‘Rather severe, surely! Cleopatra may never have known she had conquered, until Anthony’s peace was gone.’
‘Just as we hold it unworthy in any woman, married or single, to beguile the husband of another.’
A tiny pink-hued veil reached to the tip of Linda’s nose. We may assume that the veil concealed Linda’s usual percentage of well-applied rice powder. But a gleam of white anger showed through veil and powder alike. A nervous quiver worked around her thin lips. For a moment it seemed as though Mrs. Thorne’s vulnerable point were found, as though her antagonist’s last thrust had gone home.
Then she recovered herself without too palpable effort. She laughed good-humouredly.
‘Our strain is getting over-tragic. We live in the day of little things. Sensation is out of vogue. Nobody pushes husbands down wells. Nobody “beguiles” the husbands of worthier people. Even if it were otherwise, if Viviens were as the sands of yonder Channel, your happiness, dear Mrs. Arbuthnot, would be secure.’ It must be confessed that Linda made her counter-stroke with admirable neatness. ‘A beautiful woman married to an artist holds him in chains, rose-decked ones, of course, but chains—chains.’

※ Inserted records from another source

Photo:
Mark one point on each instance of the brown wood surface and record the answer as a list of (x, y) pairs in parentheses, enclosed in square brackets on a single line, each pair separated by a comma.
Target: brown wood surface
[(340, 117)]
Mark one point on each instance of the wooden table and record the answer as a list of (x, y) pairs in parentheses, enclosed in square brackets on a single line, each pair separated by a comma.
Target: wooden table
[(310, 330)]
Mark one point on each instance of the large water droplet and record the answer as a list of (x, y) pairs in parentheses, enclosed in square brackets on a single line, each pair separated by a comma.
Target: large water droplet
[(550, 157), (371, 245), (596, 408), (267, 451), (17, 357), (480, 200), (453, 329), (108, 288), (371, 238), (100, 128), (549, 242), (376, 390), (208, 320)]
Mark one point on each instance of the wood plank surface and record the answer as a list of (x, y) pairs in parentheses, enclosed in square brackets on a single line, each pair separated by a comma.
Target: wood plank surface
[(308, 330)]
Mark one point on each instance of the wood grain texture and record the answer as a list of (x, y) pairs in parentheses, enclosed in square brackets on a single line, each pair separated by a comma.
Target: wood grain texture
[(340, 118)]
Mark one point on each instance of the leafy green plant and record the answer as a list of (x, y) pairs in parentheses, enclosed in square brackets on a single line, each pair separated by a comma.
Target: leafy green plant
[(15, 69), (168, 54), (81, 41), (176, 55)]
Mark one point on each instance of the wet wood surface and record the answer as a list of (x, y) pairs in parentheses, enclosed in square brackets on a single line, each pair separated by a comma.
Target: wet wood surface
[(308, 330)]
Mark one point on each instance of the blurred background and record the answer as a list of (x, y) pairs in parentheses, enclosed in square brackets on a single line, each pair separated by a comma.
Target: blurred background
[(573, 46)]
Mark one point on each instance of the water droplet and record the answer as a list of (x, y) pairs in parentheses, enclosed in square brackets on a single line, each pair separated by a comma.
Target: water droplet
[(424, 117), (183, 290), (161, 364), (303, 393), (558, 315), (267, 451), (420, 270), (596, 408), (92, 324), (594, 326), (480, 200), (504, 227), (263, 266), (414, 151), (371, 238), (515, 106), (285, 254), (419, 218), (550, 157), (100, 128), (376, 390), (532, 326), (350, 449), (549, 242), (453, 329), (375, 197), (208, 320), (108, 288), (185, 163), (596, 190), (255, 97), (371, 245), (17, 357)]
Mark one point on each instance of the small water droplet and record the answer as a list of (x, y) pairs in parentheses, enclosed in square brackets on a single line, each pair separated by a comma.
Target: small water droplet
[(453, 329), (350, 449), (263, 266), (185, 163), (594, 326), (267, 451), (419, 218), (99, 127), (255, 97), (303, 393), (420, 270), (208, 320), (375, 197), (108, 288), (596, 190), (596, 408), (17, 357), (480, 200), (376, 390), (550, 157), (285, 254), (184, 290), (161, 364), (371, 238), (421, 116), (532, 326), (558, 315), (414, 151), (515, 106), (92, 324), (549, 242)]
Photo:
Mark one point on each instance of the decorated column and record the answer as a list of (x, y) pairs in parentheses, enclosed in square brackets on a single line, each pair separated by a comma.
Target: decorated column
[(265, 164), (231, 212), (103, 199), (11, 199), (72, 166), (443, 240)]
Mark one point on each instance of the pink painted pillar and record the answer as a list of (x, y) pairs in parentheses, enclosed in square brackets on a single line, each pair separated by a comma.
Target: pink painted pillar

She forced Dinah to touch fingers. She covered her retreat under a little roulade of interjections sent back, with grimace of friendliness, across an expressive shoulder. ‘So fortunate we left the Princess! Never could dear Robbie have stood the terrors of that night! One hears whispers on all sides of heroic courage! Mrs. Arbuthnot’s name foremost!’ Then Linda Thorne tripped down the hill, by virtue of superior coolness mistress, outwardly, of the situation, but with her heart thumping uneasily, with the queerest, hottest sense experience had ever brought her of discomfiture and defeat.
That Dinah’s temper had reached the point which chemists call flashing point was certain. Another encounter like this, with sharpened memories on both sides, probably with the added element of an audience, and either Linda Thorne or Dinah Arbuthnot must become ridiculous.
It was a dilemma, thought Linda, out of which the finest tact, the cleverest self-effacement, could scarcely help one. She was like a prime minister—the presumptuous simile tickled her—a prime minister who, having lost the lead of the House, would fain transfer his power, gracefully, to the chief of the Opposition.
Dinah was that chief; and she, Linda Thorne, was genuinely ready to abdicate. There was in Linda’s nature a thin stratum of Bohemianism; the bulk of the woman was Philistine. She liked small popularities, to air her domestic excellences, her devotion to her Robbie! She liked to talk serious talk. She liked to dine with the Archdeacon! Sooner than run the risk of scandal, or go through scenes of such dimensions as this scene with Dinah, she felt that it would be well to take Robbie and the infant, pack up her portmanteau, and fly. Oh, if Mrs. Arbuthnot—a bright thought striking her—could but be made to pack up hers and go—never to return! Even if poor Dinah took the worshipped Gaston with her, Mrs. Thorne felt that the price would not be too high. She would forfeit every sentimental friendship in the world sooner than again encounter the scorn, the passion of Dinah’s girlish face. Above all—with an audience!
It was, really, this vision of an audience, of public battles-royal, of ridicule, perhaps of acknowledged defeat, which fired Linda Thorne’s conscience to the height of renunciation.